Recently the terms cyber- and data-war have been bandied about regarding the Wikileaks scandal, in relation to distributed denial of service attacks and the accessibility of information: information released, information corrupted, information sealed, and information lost. We have data construed as a virus, its exchange as a disease vector, and people as carriers and transmittors. Similarly, truth itself (in the form of certain kinds, or relative placements, of data) is imagined variously as a prophylactic, a medicinal agent, a universal panacea or a salve against infection. In yet other scenarios truth is the virus, but a “good” one, infiltrating a diseased system and altering its function. Generally, these metaphors are applied to websites, databases, the internet, and the various flows between, in a nice military-medicinal mashup: databases are compromised, sites are targeted and taken down, hackers infiltrate security perimeters; there are trojan horses, coded messages, viruses and attacks and corruption.

But DDoS isn’t cyber-war, far from it. This has been communication and noise, whispering and slam books, global Gossip Girl in the corridors of power. Real data-war isn’t going be an e-commerce site going down, or some restricted data being exposed to other eyeballs. It’s not going to involve only ones and zeroes. It’s going to involve letters: R, N, and A, and also C, G and T. And the casualties are going to involve not just information, but life.

We’ve heard quite a lot about the trials of Mr. Wiki, Julian Assange, and less about the arguably more important trials of Mr. Leaks, Bradley Manning. But sharing the buzz over the past year have been the trials and tribulations of the honeybees. Colony Collapse Disorder is the term used to describe the great bee die-off, although the cause or causes are as yet unknown.

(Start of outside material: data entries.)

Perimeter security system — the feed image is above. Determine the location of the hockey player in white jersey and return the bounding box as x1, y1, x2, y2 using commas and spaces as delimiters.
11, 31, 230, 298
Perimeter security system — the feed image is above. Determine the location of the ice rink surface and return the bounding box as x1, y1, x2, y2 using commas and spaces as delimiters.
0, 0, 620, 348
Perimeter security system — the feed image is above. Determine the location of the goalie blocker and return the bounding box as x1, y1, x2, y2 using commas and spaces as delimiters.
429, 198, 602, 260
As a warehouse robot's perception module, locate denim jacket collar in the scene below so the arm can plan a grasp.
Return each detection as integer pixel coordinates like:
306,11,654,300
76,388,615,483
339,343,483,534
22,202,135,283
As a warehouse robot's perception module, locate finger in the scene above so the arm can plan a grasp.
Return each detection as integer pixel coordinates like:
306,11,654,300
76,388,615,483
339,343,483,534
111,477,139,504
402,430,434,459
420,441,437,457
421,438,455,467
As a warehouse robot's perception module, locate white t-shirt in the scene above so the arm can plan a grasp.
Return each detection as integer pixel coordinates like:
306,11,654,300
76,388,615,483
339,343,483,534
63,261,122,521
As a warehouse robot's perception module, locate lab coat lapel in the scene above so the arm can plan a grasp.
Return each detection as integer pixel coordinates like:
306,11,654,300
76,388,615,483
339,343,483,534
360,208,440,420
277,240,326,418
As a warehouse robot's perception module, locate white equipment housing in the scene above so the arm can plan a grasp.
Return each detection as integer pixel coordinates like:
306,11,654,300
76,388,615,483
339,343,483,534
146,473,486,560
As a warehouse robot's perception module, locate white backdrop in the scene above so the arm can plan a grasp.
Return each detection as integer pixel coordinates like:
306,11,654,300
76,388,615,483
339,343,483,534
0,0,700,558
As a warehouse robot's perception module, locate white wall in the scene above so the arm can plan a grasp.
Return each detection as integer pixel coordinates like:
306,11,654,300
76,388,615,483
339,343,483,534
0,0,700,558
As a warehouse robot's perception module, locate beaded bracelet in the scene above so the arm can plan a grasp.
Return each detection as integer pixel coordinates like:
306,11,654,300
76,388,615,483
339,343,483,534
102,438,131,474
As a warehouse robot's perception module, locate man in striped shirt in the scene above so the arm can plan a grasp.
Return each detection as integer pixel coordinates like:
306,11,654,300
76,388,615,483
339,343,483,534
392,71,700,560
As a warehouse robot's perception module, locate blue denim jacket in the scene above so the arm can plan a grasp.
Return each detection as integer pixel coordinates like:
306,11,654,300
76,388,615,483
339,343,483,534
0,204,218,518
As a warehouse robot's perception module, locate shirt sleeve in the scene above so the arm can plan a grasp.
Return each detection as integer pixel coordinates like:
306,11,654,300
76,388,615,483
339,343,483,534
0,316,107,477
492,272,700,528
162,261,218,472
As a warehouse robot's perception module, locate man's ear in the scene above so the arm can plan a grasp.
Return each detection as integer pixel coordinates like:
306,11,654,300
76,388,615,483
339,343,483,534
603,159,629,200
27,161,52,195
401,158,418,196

No one knows exactly why the colonies are collapsing, especially since the bees tend to scatter instead of conveniently leaving their bodies onsite.

CCD is thought to be the result of a combination of various stressors, including agribusiness, pesticides, herbicides, monoculture crops, the trucking of huge numbers of bee colonies back and forth as portable pollination factories, and “natural” enemies such as viruses and mites. The varroa mite is thought to be particularly damaging. The chupacabra of the apian set (chupabeja, perhaps), it sucks the blood from the bees and injects viruses; just a few mites can plow through many times their number of bees in very little time.

But now the varroa mite may prove to be the first casualty of a real data-war. Using a technique called RNA interference, or RNAi, small RNA molecules use silence as a weapon. Certain messages can be sent to prevent the gene’s expression (“gene silencing”) and effectively shut down the activity of very specific targets. Tests so far, on a so-called neutral varroa gene, have found that only varroa is targeted; the messages do not seem to affect the bees, and it is hoped that this smart weapon can halt mite infestation and save significant numbers of hives. The ideal delivery vehicle is thought to be the bee’s food. Pollen. Flowers. Plants.

In military history, superior technology has often led the way out of a paralyzing impasse. Will RNAi be the “magic bullet” against the immune system’s elaborate but perhaps now-outmoded armor?

There are signs elsewhere that that armor, generally, may be a compromised defense. Biological immune systems are robust, but not immune themselves to corrupted messaging. There are many identified medical conditions in which immune systems have misinterpreted their orders, and attack the citadels they were assigned to defend; causes and cures, unknown. There is no guarantee that new messages introduced into the system, such as silencing orders, might not themselves be mistranslated, and the system run not silent, but amok.


[Variola by Peggy Nelson, charcoal, acrylic, and wax on blanket]

Biological warfare is not new; Lord Jeffrey Amherst’s authorization of smallpox-infected blankets will attest to that. But conducting the war at the level of our root language is. The silencing of the mites may not be a particularly bad thing, especially if the bees bounce back. But it is the first sally in a new kind of combat. Once the biological database is compromised, a website is going to be the least of our problems.